Comme nous sommes un couple, nous avons passé beaucoup de notre temps
libre à discuter de ce projet, pour faire des changements et améliorer
notre travail. Évidemment nous nous sommes aussi beaucoup disputés,
surtout au début. Après un certain temps nous avons appris à collaborer,
et je pense que l'effet de cette collaboration à même surpassé nos
attentes. D’abord parce que nous avons réussi à mener ce projet
à son terme, au bout de deux ans.
Nous avons l'intention de retravailler ensemble sur une deuxième
bande dessinée, (qui ne sera pas la continuation de celle-ci) ce qui est
la preuve que finalement nous aimons bien travailler ensemble.
Les EML : Tu as reçu un prix très important en Pologne.
Peux tu nous parler de tes débuts dans la Bande dessinée et de la
reconnaissance de la BD en Pologne ?
MR : La Pologne est un pays qui compte 38 millions d'habitants, mais le
monde de la bande dessinée est insignifiant. Il y a plusieurs petits
festivals, et quelques concours. La bande dessinée historique est probablement le seul genre accepté du grand public, et présent dans les médias. La bande dessinée a servi de médium pour raconter l'histoire compliquée de notre pays aux jeunes depuis les années 50. Même Grzegorz Rosinski (le dessinateur de Thorgal) a fait ces débuts dans ce genre.
J'ai reçu le prix de la meilleure BD historique sur le thème de l’Insurrection de Varsovie, qui est un prix attribué chaque année, pour une bande dessinée courte dont je suis aussi la scénariste. À part L'ours, le chat et le lapin dont le scenario est de Michal, je réalise moi-même mes scénari.
Les EML : L'ours le chat et le lapin est une bande dessinée muette.
Penses-tu pouvoir faire passer plus d'émotions en te passant des mots, et cela laisse-t-il plus de place à l'imagination de tes
lecteurs ?
MR : Nous avons voulu créer une histoire qui laisse plusieurs possibilités
d’interprétation, et qui puisse être une aventure différente à la deuxième ou troisième lecture. Le fait de faire une bande dessinée muette était aussi plus naturel pour moi, je suis peintre et j'ai l'habitude de m'exprimer uniquement à travers l'image. Je pense que la narration muette exige plus d'attention et de
réflexion de la part du lecteur. C'est exactement cet effet que nous voulions obtenir.

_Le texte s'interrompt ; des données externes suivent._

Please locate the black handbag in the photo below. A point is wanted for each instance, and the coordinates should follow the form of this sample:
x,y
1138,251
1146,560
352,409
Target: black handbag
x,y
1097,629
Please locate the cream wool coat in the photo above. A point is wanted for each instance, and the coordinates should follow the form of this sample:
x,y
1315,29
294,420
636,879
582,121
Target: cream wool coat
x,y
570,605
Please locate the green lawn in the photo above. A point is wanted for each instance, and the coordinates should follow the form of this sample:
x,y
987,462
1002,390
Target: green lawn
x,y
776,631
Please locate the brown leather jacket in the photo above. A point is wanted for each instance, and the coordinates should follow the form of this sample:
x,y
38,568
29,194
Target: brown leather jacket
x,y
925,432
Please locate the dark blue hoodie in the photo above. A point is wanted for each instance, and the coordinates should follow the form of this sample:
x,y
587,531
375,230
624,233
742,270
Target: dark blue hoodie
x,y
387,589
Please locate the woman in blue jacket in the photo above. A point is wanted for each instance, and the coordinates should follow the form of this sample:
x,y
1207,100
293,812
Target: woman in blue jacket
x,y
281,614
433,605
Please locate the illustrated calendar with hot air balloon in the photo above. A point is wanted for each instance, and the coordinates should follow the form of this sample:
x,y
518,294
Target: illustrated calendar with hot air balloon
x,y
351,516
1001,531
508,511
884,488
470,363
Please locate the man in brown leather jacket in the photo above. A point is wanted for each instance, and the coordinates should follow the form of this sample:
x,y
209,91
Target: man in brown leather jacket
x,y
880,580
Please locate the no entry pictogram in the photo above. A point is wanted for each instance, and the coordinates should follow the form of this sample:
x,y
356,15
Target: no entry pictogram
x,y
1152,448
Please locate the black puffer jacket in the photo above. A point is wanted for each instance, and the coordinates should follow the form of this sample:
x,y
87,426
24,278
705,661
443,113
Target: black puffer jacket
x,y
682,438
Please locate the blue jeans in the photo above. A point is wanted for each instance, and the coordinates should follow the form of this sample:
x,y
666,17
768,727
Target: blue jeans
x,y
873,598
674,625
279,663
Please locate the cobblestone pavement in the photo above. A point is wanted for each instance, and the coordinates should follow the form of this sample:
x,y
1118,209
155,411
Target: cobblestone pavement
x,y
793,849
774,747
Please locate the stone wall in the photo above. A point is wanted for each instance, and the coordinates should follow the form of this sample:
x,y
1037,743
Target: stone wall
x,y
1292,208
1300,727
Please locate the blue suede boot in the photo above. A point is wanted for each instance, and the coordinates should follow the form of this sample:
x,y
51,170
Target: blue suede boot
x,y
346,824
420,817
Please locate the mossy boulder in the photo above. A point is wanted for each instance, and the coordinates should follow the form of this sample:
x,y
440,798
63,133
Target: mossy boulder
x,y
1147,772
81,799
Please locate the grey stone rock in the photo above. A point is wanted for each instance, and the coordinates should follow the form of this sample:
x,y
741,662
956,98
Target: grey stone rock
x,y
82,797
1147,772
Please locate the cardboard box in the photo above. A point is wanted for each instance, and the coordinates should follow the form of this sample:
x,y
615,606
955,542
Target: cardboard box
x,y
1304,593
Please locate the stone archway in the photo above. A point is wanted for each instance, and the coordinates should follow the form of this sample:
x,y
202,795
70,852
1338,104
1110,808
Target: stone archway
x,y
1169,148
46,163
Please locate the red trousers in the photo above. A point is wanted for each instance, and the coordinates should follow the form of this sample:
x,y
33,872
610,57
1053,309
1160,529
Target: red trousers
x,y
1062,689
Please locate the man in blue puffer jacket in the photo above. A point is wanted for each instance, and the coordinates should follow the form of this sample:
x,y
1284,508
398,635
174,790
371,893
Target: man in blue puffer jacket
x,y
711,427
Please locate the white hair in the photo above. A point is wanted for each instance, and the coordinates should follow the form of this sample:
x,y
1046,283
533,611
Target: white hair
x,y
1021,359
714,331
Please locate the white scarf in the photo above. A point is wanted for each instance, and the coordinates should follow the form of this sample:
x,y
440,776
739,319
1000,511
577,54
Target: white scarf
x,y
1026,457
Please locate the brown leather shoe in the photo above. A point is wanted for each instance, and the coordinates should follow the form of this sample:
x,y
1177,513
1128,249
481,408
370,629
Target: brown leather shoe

Les EML : Comment se présentent tes originaux (qui seront exposés à Paris en février 2013) ?
MR : Les planches sont en format A3, dessinées sur du papier
carton blanc d'une épaisseur de 1,5 mm, à la gouaches et aux crayons
de couleur. il y a beaucoup de planches dont les vignettes on été
dessinées séparément, mais le tout est réalisé dans la même échelle.